Subjects were woken around 17:00 (depending on their sleep cycle), and given a short time to wash and rehydrate before the two psychometric tests were performed again. If a subject scored lower than pre-nap on these tests, they were re-tested until performance equivalent to pre-nap was reached so as to equate cognitive performance pre- and post-nap before assessing memory recall. Following this, subjects were re-tested on the PAL task they had undertaken before the nap.

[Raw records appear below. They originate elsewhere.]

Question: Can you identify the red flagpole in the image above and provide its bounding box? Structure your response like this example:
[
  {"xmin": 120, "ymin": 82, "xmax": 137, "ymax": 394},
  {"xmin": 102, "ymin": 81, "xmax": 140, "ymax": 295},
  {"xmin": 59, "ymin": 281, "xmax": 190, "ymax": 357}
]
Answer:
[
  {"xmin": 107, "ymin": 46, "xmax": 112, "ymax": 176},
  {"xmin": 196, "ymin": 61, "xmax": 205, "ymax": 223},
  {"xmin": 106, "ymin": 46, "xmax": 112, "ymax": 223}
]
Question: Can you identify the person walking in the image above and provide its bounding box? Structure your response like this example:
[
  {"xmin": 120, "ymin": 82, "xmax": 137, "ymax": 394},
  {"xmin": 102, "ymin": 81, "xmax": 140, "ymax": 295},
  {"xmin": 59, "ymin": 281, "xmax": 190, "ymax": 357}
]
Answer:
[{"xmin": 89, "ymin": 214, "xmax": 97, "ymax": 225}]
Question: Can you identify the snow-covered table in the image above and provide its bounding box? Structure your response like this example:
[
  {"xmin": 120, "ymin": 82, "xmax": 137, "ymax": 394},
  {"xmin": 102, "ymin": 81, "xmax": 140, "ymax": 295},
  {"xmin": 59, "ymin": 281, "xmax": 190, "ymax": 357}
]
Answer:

Polysomnographic (PSG) recording

See Supplementary Methods.

Electrical stimulation

Transcranial alternating current stimulation (tACS) was applied as a 0.75 Hz bipolar sinus wave (550 μA maximum amplitude). A battery operated DC-Stimulator Plus (NeuroConn. Ilmenau, Germany) delivered the current to subjects via two conductive rubber electrodes (20  mm × 25  mm) at F3 and F4 attached to the scalp with the same conductive, adhesive wax used for the PSG electrodes (Fig. 1B). Wax was used in preference of saline-soaked sponges as it would not be possible to reapply saline during a nap session without waking the subject. Our maximum current density matched the high end of currently establish protocols [28], and total current approximated that used in the study by Marshall and colleagues [16]. Thus, with our 5 cm2 electrodes, the current density was 110 μA/cm2.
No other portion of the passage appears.